[PATCH] switch ARM modes in inline asm

Jim Grosbach grosbach at apple.com
Sun Dec 1 23:32:00 PST 2013


On Nov 25, 2013, at 12:43 PM, Greg Fitzgerald <garious at gmail.com> wrote:

> 
>  I'm starting to think that fixing this bug is a bad idea and that reporting an error might be more appropriate.  Fixing the bug opens up a can of worms.  Say the user's inline assembly doesn't return to thumb mode.  Should the compiler inject the $t mapping symbol?  Should it inject a ".code 16" directive?  Should it inject a label and adr to switch back to thumb mode?  Where do we draw the line?

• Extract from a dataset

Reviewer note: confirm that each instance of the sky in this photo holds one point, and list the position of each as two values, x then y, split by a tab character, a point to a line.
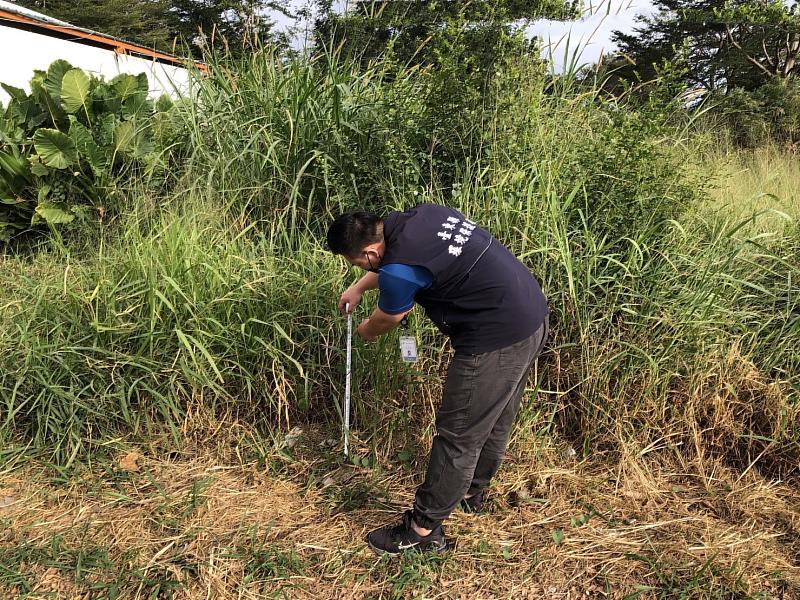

Note that $a/$t are ELF specific.

Personally, I don’t think this is the kind of thing that’s appropriate to do in inline assembler at all, partly for the reasons you outline above. On the other hand, people do things with inline assembly I don’t consider appropriate all the time, so opinions obviously vary. ;)

You’ve correctly identified the core assumption the streamer makes and where that breaks down when inline assembly starts playing games, and your original patch is a totally reasonable way to move towards fixing that (and is probably generally correct regardless of what we want to do for this sort of inline assembly).

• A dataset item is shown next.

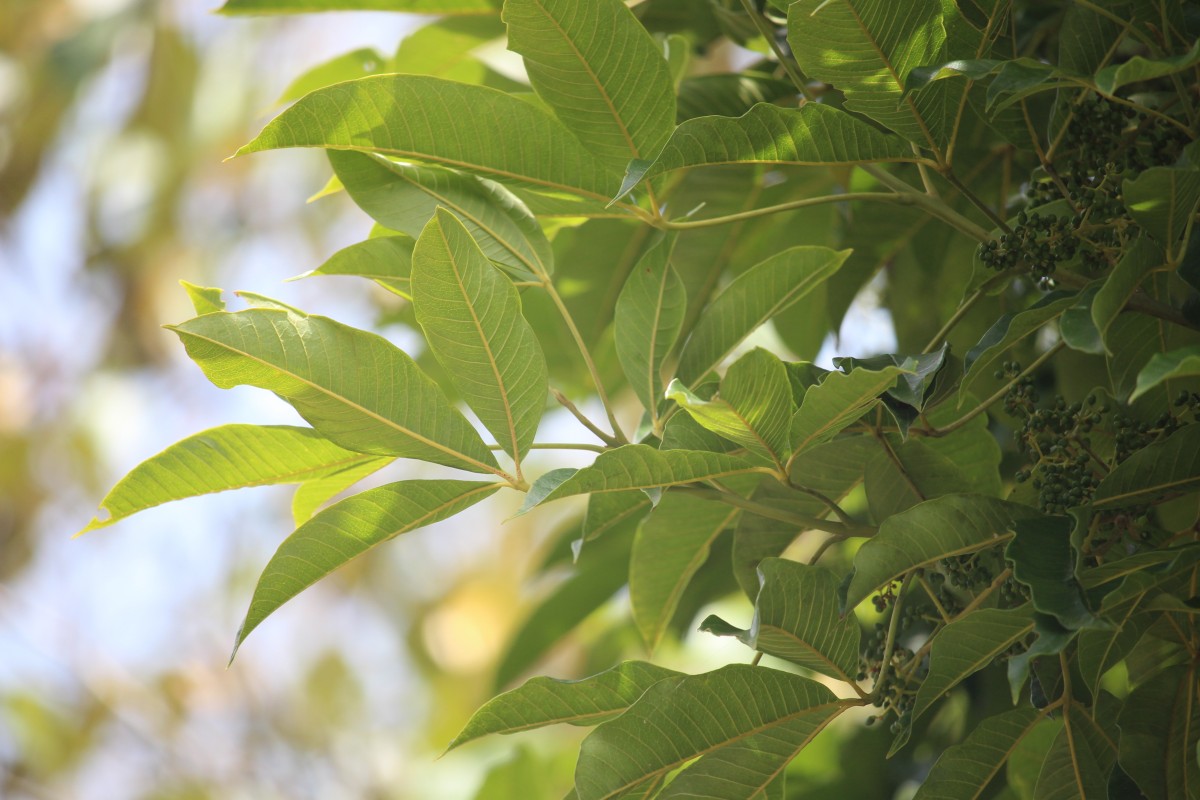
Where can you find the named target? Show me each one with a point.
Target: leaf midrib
(357, 407)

I’m surprised you need to do anything at all to get the $a/$t stuff hooked up. That’s all at a lower layer and I’d have expected it to “just work.” Perhaps the ARM ELF streamer is playing additional games that break that?

To teach the compiler to recognize a missing mode switch back to ARM/Thumb from inline assembly and to then switch back via a label and branch would be extremely difficult to do properly. I would strongly prefer we just generate a diagnostic. Even that will be very tricky, as to do it right and minimize false positives would require figuring out any control flow in the inline assembly (there will be at least some to switch modes in the first place) and see if there’s any exit paths that don’t switch back. To put it mildly, nothing in our inline assembly handling is set up to do anything like that right now, so you’d be building significant infrastructure.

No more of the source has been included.